Auction 66 - Rare and Important Items

Nezer HaRabbanut – Certificate of Appointment for Rebbe Yoel Teitelbaum of Satmar as Rabbi of the Chassidic Community of Klausenburg – Tammuz, 1921 – Appointment Which Was Not Realized

Opening: $50,000
Estimate: $80,000 - $120,000
Unsold
Nezer HaRabbanut – certificate of appointment for Rebbe Yoel Teitelbaum of Satmar, invitation to serve as rabbi of the Chassidic community of Klausenburg, signed by six community leaders. Klausenburg (Cluj-Napoca). 4th Tammuz [1921].

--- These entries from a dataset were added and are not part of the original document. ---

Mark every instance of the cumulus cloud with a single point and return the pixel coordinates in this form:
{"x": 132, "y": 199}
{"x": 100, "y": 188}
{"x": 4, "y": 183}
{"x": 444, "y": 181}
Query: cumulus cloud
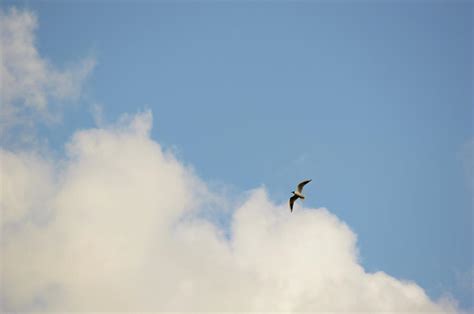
{"x": 28, "y": 81}
{"x": 116, "y": 226}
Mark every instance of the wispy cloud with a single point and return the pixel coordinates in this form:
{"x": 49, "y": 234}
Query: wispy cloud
{"x": 120, "y": 231}
{"x": 29, "y": 82}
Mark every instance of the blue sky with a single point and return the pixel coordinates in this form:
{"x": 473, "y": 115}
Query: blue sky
{"x": 372, "y": 101}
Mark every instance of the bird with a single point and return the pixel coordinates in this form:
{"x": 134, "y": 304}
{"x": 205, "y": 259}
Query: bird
{"x": 298, "y": 194}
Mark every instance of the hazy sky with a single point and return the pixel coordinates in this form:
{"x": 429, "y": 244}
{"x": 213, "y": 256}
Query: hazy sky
{"x": 372, "y": 101}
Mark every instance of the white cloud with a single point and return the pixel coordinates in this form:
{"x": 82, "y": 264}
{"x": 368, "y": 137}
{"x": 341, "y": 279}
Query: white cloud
{"x": 120, "y": 231}
{"x": 28, "y": 81}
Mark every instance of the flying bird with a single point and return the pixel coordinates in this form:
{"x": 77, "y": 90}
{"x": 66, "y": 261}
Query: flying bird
{"x": 298, "y": 194}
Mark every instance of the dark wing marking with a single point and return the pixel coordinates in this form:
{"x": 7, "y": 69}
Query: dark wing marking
{"x": 300, "y": 186}
{"x": 292, "y": 201}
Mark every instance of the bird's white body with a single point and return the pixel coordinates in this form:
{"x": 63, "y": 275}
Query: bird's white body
{"x": 298, "y": 193}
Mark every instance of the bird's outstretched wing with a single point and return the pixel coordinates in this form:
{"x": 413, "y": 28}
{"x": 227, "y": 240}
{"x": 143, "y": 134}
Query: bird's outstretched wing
{"x": 300, "y": 186}
{"x": 292, "y": 201}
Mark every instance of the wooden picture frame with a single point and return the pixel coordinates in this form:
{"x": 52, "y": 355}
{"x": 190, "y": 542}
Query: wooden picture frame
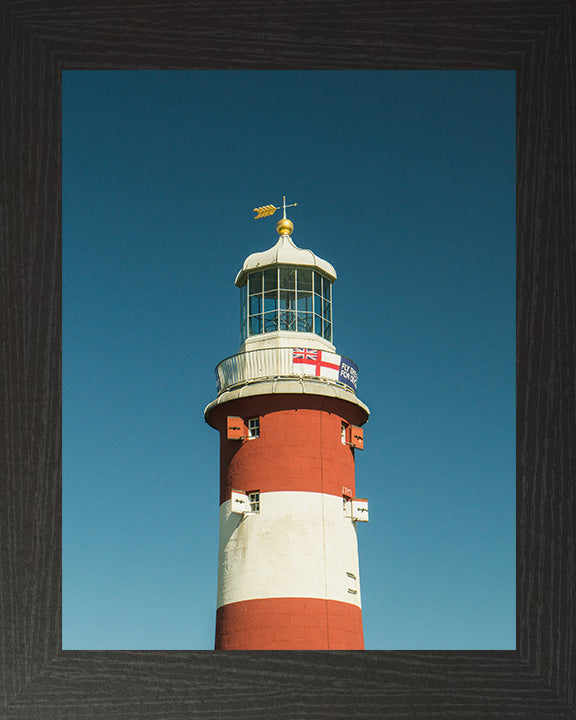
{"x": 40, "y": 38}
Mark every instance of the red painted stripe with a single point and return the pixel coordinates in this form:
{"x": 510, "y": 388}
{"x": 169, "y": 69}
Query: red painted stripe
{"x": 289, "y": 624}
{"x": 298, "y": 449}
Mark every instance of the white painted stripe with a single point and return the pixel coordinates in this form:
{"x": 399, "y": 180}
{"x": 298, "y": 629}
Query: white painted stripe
{"x": 300, "y": 544}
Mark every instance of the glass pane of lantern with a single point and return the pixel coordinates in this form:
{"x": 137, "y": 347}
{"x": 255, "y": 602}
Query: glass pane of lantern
{"x": 270, "y": 321}
{"x": 304, "y": 322}
{"x": 305, "y": 279}
{"x": 287, "y": 320}
{"x": 326, "y": 288}
{"x": 317, "y": 284}
{"x": 255, "y": 325}
{"x": 255, "y": 304}
{"x": 287, "y": 299}
{"x": 270, "y": 300}
{"x": 288, "y": 278}
{"x": 270, "y": 279}
{"x": 304, "y": 302}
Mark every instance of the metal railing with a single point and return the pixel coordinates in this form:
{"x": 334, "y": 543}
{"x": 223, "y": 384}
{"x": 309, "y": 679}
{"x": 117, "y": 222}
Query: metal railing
{"x": 258, "y": 365}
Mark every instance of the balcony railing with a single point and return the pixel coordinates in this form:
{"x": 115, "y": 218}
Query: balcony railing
{"x": 286, "y": 362}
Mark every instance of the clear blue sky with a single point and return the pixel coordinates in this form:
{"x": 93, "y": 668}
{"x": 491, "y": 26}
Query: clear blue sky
{"x": 406, "y": 184}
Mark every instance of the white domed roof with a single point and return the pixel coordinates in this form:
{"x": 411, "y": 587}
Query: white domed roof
{"x": 284, "y": 253}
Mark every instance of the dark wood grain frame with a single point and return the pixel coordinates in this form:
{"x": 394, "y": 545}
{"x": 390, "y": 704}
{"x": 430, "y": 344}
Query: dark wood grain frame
{"x": 40, "y": 38}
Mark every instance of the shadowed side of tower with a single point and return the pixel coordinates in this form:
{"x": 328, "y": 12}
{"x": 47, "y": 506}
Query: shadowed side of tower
{"x": 289, "y": 423}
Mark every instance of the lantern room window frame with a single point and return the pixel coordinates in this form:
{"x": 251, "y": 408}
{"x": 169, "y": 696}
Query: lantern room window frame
{"x": 286, "y": 298}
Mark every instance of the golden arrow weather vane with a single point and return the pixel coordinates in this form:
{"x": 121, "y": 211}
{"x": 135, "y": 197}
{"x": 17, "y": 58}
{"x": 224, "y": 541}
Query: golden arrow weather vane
{"x": 267, "y": 210}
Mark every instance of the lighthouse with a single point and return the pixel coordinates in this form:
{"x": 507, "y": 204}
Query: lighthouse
{"x": 290, "y": 423}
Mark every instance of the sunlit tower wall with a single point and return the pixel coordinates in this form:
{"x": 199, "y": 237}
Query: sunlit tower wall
{"x": 289, "y": 423}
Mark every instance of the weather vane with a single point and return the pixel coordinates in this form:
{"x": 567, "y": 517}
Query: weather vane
{"x": 267, "y": 210}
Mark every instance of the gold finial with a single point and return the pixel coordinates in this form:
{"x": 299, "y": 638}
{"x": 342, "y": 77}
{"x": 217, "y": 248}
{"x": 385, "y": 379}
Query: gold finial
{"x": 284, "y": 226}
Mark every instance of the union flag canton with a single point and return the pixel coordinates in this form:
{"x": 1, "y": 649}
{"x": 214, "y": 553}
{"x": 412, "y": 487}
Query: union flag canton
{"x": 301, "y": 355}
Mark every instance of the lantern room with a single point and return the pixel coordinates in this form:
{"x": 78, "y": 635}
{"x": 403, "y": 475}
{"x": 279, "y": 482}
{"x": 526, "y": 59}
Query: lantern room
{"x": 285, "y": 296}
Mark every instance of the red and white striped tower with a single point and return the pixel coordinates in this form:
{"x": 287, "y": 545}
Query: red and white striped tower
{"x": 289, "y": 423}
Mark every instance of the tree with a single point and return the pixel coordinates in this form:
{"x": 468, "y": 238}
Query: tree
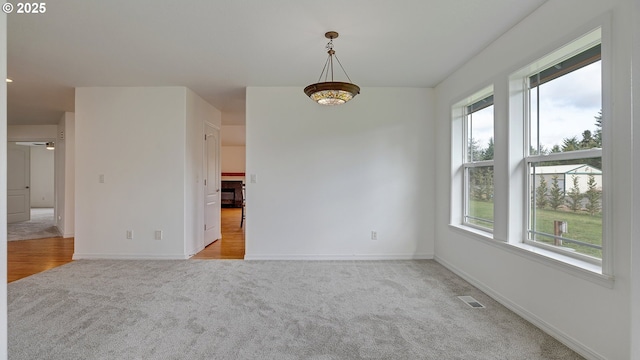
{"x": 487, "y": 154}
{"x": 593, "y": 196}
{"x": 598, "y": 133}
{"x": 556, "y": 197}
{"x": 570, "y": 144}
{"x": 587, "y": 141}
{"x": 574, "y": 195}
{"x": 474, "y": 151}
{"x": 541, "y": 194}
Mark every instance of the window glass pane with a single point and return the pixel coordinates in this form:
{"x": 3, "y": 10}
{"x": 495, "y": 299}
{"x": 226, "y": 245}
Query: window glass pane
{"x": 479, "y": 189}
{"x": 480, "y": 135}
{"x": 566, "y": 205}
{"x": 565, "y": 112}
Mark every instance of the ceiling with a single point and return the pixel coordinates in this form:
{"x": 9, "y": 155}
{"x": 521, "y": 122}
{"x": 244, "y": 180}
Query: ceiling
{"x": 218, "y": 48}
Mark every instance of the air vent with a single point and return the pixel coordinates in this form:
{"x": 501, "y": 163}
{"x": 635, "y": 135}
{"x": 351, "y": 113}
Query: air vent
{"x": 469, "y": 300}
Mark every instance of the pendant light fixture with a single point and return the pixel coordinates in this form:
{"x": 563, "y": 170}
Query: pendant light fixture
{"x": 329, "y": 92}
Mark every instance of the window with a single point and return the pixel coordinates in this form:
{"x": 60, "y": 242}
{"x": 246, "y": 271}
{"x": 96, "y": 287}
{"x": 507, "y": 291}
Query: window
{"x": 478, "y": 164}
{"x": 564, "y": 155}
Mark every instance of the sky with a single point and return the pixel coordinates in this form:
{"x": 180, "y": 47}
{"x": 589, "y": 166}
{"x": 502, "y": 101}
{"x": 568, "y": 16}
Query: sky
{"x": 568, "y": 106}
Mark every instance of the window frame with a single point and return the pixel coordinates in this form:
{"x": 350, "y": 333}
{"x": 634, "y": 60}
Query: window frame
{"x": 467, "y": 163}
{"x": 589, "y": 40}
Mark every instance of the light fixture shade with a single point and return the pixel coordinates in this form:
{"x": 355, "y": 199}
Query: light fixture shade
{"x": 332, "y": 92}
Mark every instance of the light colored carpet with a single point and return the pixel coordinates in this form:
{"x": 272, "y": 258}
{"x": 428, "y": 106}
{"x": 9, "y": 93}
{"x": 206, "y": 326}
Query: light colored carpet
{"x": 204, "y": 309}
{"x": 41, "y": 225}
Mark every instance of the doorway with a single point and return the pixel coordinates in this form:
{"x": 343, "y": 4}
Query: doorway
{"x": 30, "y": 190}
{"x": 211, "y": 184}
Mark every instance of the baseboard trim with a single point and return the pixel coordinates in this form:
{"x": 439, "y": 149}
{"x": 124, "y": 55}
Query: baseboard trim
{"x": 567, "y": 340}
{"x": 422, "y": 256}
{"x": 81, "y": 256}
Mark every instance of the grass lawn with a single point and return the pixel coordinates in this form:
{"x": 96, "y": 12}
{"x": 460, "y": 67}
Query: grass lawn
{"x": 580, "y": 226}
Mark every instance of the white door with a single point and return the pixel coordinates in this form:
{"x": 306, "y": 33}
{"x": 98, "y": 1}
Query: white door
{"x": 211, "y": 185}
{"x": 18, "y": 176}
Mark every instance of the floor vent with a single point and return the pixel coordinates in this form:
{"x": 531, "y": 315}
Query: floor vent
{"x": 469, "y": 300}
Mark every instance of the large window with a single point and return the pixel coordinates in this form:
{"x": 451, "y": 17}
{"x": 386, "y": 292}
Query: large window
{"x": 478, "y": 164}
{"x": 564, "y": 157}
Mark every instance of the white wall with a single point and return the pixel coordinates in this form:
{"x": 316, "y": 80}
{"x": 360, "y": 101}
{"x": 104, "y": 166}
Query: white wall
{"x": 3, "y": 185}
{"x": 135, "y": 137}
{"x": 590, "y": 317}
{"x": 65, "y": 175}
{"x": 31, "y": 132}
{"x": 327, "y": 176}
{"x": 198, "y": 112}
{"x": 634, "y": 334}
{"x": 42, "y": 177}
{"x": 233, "y": 159}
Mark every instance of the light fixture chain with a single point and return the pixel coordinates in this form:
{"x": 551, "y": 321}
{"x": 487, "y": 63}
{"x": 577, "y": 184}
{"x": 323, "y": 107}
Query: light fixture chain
{"x": 343, "y": 70}
{"x": 324, "y": 68}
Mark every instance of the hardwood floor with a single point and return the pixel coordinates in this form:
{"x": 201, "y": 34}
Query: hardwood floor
{"x": 28, "y": 257}
{"x": 231, "y": 246}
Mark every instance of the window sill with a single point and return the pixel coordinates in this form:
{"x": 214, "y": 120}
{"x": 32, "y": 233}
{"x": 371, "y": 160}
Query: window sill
{"x": 576, "y": 267}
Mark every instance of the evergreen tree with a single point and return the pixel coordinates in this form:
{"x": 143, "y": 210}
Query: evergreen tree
{"x": 474, "y": 151}
{"x": 574, "y": 195}
{"x": 587, "y": 141}
{"x": 487, "y": 154}
{"x": 556, "y": 197}
{"x": 570, "y": 144}
{"x": 541, "y": 194}
{"x": 598, "y": 133}
{"x": 593, "y": 196}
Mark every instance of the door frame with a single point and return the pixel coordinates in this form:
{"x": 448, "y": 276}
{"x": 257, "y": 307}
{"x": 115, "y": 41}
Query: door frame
{"x": 55, "y": 180}
{"x": 218, "y": 131}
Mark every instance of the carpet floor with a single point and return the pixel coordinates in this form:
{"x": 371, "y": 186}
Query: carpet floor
{"x": 202, "y": 309}
{"x": 41, "y": 225}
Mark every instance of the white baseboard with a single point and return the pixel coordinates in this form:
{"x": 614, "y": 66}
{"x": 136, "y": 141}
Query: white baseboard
{"x": 337, "y": 257}
{"x": 567, "y": 340}
{"x": 81, "y": 256}
{"x": 64, "y": 235}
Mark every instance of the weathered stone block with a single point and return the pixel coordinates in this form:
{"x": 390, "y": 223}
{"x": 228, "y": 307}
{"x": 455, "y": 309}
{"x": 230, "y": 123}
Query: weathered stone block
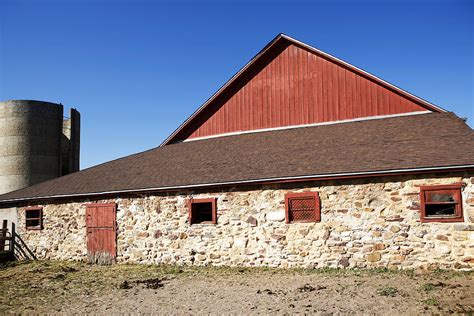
{"x": 374, "y": 256}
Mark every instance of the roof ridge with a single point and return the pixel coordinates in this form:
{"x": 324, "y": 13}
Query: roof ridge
{"x": 360, "y": 71}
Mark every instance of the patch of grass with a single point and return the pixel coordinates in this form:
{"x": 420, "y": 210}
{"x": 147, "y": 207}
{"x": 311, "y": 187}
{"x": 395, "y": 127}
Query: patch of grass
{"x": 431, "y": 302}
{"x": 387, "y": 291}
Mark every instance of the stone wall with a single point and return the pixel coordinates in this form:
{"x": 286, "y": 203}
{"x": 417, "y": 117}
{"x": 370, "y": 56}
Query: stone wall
{"x": 363, "y": 224}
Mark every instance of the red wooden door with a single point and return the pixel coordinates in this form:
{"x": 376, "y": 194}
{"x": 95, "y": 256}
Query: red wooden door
{"x": 101, "y": 233}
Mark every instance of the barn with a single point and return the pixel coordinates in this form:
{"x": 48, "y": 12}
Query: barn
{"x": 299, "y": 160}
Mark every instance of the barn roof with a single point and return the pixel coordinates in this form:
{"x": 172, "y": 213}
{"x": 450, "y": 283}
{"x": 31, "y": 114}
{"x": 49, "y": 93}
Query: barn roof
{"x": 393, "y": 145}
{"x": 260, "y": 61}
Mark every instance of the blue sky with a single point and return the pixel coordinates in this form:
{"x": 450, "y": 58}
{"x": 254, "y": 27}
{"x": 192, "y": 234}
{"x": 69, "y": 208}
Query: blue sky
{"x": 137, "y": 69}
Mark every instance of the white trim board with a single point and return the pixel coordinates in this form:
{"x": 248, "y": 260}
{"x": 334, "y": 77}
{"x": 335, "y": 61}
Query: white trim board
{"x": 361, "y": 119}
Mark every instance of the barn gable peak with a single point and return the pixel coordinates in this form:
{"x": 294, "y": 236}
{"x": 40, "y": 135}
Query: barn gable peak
{"x": 290, "y": 83}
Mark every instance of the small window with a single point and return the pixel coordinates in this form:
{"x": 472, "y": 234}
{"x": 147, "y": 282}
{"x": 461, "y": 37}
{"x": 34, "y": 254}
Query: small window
{"x": 202, "y": 211}
{"x": 441, "y": 203}
{"x": 34, "y": 218}
{"x": 302, "y": 207}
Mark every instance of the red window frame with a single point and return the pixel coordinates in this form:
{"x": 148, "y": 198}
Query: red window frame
{"x": 317, "y": 209}
{"x": 40, "y": 218}
{"x": 213, "y": 202}
{"x": 457, "y": 217}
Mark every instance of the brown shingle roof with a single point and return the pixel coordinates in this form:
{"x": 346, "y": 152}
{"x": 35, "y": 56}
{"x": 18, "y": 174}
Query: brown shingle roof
{"x": 405, "y": 142}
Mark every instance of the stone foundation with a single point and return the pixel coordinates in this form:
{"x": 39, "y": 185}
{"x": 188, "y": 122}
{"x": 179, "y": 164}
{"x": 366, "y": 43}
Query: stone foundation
{"x": 363, "y": 225}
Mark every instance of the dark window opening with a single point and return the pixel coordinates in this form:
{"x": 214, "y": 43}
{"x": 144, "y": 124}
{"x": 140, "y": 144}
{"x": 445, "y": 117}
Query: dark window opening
{"x": 441, "y": 203}
{"x": 34, "y": 218}
{"x": 440, "y": 210}
{"x": 203, "y": 211}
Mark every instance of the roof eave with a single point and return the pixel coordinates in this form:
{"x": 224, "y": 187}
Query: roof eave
{"x": 289, "y": 179}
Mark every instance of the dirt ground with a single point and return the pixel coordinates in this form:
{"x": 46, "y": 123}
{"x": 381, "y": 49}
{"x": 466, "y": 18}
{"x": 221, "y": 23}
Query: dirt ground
{"x": 68, "y": 287}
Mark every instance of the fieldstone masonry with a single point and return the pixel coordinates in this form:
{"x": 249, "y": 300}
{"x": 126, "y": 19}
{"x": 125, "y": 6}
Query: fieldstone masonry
{"x": 363, "y": 225}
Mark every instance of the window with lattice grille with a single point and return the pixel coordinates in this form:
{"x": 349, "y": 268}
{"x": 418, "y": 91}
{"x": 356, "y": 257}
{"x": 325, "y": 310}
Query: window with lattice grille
{"x": 441, "y": 203}
{"x": 302, "y": 207}
{"x": 34, "y": 218}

Large certificate in calligraphic script, within an elaborate, colored border, on high-quality, parchment-like paper, with six signatures of community leaders: "Fried Hillman[?] Head of the Community"; "Shmuel Marmorstein; "Pinchas Friedmann"; "David Liebermann – Secretary"; "Chaim Eliezer Weiss – Treasurer"; "Moshe Hershkovitch – gabbai". With the stamp: "The Autonomous 'Sefard' Orthodox Jewish Community, Cluj".
At the top of the page, the words "Mazal Tov" and "Nezer HaRabbanut" are inscribed in large, colored ornamented letters. The certificate of appointment is written as an acrostic poem, forming the rebbe's name. At the foot of the leaf, an inscription signed by the artist: "Made by me, Yitzchak HaKohen Schwartz".
In this letter, the heads of the Chassidic community in Klausenburg – "Khal Adat HaSefardim", invite Rebbe Yoel Teitelbaum to come serve as rabbi of their community. This appointment was not ultimately realized.
The background of this certificate of appointment: In 1878-1923, R. Moshe Shmuel Glasner, author of Dor Revii, descendant of the Chatam Sofer, served as rabbi of the Orthodox community in Klausenburg. R. Glasner was an Orthodox rabbi and Torah scholar, yet he was rejected by the Chassidic communities in the town, for his Zionist views and leadership of the Mizrachi movement. Klausenburg was at that time the stronghold of Zionism in Transylvania, and this generated a schism in the local Orthodox community. The opposing faction, mostly consisting of Sighet Chassidim, wished to establish their own community, though this was forbidden by Austro-Hungarian law. After the end of WWI, when Klausenburg came under Romanian rule, the seceding faction was authorized to organize its own community. Thus, with the support of Rebbe Yoel Teitelbaum of Satmar, their spiritual mentor, a large group of Sighet Chassidim broke away from the main community, and founded a new Orthodox community named "Adath HaSefardim (Chassidim who pray with Nusach Sefard) – Klausenburg" (due to legal restrictions, they were compelled to define their community as Status Quo rather than Orthodox). This schism aroused a great controversy involving many rabbis; some supporting it, and others opposing it. On both sides, polemic writings, articles in newspapers and even books were written.
The members of the new community wished their mentor R. Yoel Teitelbaum to come to Klausenburg to serve as rabbi of their community (In 1901 R. Yoel was appointed rabbi in Irshava; since the beginning of WWI, he lived in Satmar). Consequently, they wrote and signed this magnificent certificate of appointment, in which they invite R. Yoel to come serve as rabbi of their community. However, this plan did not materialize. Eventually, in 1926, R. Yoel of Satmar sent them his nephew, R. Yekutiel Yehuda Halberstam to serve as rabbi of the new community in Klausenburg (Rebbe Yekutiel Yehuda Halberstam of Klausenburg, founder of the Sanz Chassidic dynasty after the Holocaust, was the son-in-law of Rebbe Chaim Tzvi Teitelbaum, the Atzei Chaim of Sighet - brother of Rebbe Yoel Teitelbaum of Satmar). R. Yoel Teitelbaum returned to serve as rabbi in Irshava in 1922.
[1] leaf. 59.5 cm. Good-fair condition. Stains. Wear. Mounted on paper for reinforcement.